Я остался стоять в кругу — или, вернее, то, что осталось от меня, осталось стоять в кругу, — и ждал. Ждал, когда пустота вновь начнёт рябить. Ждал, когда столб вновь поднимется к куполообразному потолку. Ждал, когда я вновь увижу то, что уже видел бесчисленное количество раз, и вновь забуду это, чтобы увидеть снова, как в первый раз. Ибо таково было моё проклятие — не помнить и помнить одновременно, не знать и знать, не быть и быть, и в этом невозможном, невыносимом, всепоглощающем состоянии существовать вечно.

Где-то далеко — хотя никакого «где-то» и никакого «далеко» здесь не существовало — колокола на башне начали отбивать полночь. Я слышал их удары, глухие и тяжёлые, как шаги Голема по каменным плитам. Первый удар, второй, третий... Они всё звучали и звучали, и я знал, что они будут звучать всегда, что двенадцатый удар никогда не наступит, потому что наступить ему некуда — здесь нет ни времени, ни последовательности, ни конца, который можно было бы достичь. Есть только это — бесконечное повторение одного и того же мгновения, бесконечное падение в пропасть, у которой нет дна, бесконечное ожидание того, что никогда не случится, потому что оно уже случилось, и случилось навсегда.

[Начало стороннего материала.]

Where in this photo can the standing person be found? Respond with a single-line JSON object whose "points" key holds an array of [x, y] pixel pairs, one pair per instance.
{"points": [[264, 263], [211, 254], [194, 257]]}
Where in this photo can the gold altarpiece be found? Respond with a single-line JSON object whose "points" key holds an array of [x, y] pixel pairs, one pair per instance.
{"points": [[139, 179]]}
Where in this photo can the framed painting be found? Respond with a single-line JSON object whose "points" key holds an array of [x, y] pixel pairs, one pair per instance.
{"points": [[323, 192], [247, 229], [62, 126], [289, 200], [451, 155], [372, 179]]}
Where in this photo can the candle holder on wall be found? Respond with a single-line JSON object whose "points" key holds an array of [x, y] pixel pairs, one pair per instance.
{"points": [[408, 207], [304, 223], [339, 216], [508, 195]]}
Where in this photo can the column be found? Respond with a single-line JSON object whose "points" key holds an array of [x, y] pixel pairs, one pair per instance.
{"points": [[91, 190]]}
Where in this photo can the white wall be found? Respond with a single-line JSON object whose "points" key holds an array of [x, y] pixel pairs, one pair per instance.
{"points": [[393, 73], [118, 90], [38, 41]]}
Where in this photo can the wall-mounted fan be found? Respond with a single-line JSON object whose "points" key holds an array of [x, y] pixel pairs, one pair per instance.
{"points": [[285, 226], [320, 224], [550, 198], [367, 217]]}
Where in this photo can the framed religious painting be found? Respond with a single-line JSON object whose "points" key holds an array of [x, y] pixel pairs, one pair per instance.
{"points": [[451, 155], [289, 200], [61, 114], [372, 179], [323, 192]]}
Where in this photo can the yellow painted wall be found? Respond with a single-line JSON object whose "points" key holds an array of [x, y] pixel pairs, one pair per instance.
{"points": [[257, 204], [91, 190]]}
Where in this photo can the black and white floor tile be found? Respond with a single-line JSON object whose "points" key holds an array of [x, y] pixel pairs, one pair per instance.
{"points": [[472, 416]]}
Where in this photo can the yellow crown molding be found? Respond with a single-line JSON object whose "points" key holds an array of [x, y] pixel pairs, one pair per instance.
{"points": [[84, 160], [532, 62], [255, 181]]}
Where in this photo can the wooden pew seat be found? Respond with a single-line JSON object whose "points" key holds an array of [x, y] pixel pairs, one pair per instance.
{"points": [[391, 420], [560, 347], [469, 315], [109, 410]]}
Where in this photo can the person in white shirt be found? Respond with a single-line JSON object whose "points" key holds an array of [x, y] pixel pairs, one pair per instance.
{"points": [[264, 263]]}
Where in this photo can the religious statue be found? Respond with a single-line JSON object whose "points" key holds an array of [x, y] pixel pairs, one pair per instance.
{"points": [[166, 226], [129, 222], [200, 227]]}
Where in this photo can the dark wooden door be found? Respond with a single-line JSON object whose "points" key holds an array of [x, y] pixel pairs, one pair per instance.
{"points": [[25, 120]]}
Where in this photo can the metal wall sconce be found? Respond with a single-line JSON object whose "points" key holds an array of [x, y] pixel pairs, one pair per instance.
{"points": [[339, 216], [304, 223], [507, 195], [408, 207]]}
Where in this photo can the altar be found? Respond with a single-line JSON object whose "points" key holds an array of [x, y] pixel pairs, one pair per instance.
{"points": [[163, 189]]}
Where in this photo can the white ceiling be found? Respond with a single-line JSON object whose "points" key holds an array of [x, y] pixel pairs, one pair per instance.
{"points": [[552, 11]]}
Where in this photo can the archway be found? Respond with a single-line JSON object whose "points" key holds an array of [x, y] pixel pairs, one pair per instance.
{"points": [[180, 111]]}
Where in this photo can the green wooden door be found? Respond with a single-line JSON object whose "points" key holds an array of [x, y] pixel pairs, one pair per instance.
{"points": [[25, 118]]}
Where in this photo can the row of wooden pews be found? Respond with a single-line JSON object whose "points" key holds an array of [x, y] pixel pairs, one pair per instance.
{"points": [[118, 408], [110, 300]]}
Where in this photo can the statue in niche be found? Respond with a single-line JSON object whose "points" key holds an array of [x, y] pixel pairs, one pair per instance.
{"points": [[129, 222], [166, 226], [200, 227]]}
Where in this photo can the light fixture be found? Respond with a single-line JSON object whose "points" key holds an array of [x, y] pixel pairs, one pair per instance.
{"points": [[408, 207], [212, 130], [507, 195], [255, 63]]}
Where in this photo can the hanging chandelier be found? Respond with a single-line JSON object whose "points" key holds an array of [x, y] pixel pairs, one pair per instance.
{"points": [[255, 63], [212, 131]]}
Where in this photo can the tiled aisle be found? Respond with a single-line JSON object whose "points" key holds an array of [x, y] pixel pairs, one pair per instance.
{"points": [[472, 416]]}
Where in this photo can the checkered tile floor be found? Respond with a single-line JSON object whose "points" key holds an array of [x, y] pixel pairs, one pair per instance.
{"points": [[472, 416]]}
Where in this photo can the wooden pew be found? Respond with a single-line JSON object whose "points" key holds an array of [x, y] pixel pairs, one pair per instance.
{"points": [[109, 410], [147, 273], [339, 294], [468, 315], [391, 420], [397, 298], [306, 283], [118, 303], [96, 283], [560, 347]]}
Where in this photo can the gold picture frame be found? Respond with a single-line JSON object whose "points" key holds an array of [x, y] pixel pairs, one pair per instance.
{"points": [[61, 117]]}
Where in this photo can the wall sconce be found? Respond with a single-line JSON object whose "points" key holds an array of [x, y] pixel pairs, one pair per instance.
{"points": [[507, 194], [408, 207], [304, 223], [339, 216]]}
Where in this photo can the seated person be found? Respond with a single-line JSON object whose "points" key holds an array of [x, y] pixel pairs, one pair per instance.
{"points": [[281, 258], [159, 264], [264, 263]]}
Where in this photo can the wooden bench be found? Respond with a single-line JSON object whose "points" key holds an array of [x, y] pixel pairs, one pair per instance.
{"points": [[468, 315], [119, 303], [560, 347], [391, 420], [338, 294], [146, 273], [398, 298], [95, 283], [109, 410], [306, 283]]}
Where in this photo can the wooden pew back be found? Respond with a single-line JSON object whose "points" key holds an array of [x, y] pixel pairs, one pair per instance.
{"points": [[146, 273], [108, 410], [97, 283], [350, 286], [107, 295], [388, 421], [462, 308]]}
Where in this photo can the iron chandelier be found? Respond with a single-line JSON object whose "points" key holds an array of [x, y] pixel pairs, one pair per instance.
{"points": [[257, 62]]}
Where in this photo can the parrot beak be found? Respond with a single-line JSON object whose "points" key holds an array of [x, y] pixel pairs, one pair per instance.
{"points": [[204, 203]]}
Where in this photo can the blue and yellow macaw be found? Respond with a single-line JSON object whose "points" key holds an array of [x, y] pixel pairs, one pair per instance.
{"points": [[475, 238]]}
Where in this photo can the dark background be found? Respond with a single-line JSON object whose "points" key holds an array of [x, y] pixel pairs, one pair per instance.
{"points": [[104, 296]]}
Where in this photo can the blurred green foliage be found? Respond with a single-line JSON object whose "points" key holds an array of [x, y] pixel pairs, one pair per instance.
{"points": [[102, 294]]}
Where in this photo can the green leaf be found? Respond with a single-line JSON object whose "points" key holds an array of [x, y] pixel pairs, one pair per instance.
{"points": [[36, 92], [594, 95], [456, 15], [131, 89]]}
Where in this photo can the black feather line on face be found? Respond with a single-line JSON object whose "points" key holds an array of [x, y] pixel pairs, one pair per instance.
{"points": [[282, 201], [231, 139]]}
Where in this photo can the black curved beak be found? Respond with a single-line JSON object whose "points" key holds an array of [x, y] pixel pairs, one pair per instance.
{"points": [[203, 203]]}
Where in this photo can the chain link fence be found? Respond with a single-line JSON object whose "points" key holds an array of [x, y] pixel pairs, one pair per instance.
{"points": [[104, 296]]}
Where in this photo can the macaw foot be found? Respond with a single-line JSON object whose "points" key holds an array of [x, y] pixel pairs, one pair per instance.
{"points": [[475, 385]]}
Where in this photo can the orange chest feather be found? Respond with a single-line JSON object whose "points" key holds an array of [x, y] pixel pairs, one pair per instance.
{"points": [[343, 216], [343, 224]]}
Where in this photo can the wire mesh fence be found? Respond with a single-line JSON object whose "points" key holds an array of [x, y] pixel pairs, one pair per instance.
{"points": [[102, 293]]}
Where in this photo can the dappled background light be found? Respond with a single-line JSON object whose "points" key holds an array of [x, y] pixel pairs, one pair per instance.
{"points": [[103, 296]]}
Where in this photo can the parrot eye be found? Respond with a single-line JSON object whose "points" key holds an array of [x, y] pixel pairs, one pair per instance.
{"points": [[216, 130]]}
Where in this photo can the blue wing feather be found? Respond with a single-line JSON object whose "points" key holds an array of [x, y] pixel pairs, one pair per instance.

И в этом бесконечном мгновении, в этой бесконечной пропасти, в этом бесконечном ожидании я останусь навечно. Не как личность, не как душа, не как даже тень того, чем я когда-то был. А как чистое, беспримесное, абсолютное страдание, которое не имеет ни причины, ни цели, ни завершения. Как Голем, который был создан, но не рождён, который был наделён подобием жизни, но не самой жизнью, который был обречён существовать вечно, не имея для этого никаких оснований, кроме одного — случайного совпадения, флуктуации в ткани бытия, которая могла бы и не произойти, но произошла, и теперь её последствия будут длиться столько же, сколько длится само бытие.

Таков мой удел. Таков удел всех нас. Таков удел всего сущего. И нет из этого удела выхода, нет избавления, нет даже надежды на избавление, ибо сама надежда — лишь ещё одна иллюзия, ещё одна грёза, которую видит пустота, пытаясь заполнить себя. А пустота не может быть заполнена. Она может лишь длиться. И она будет длиться вечно.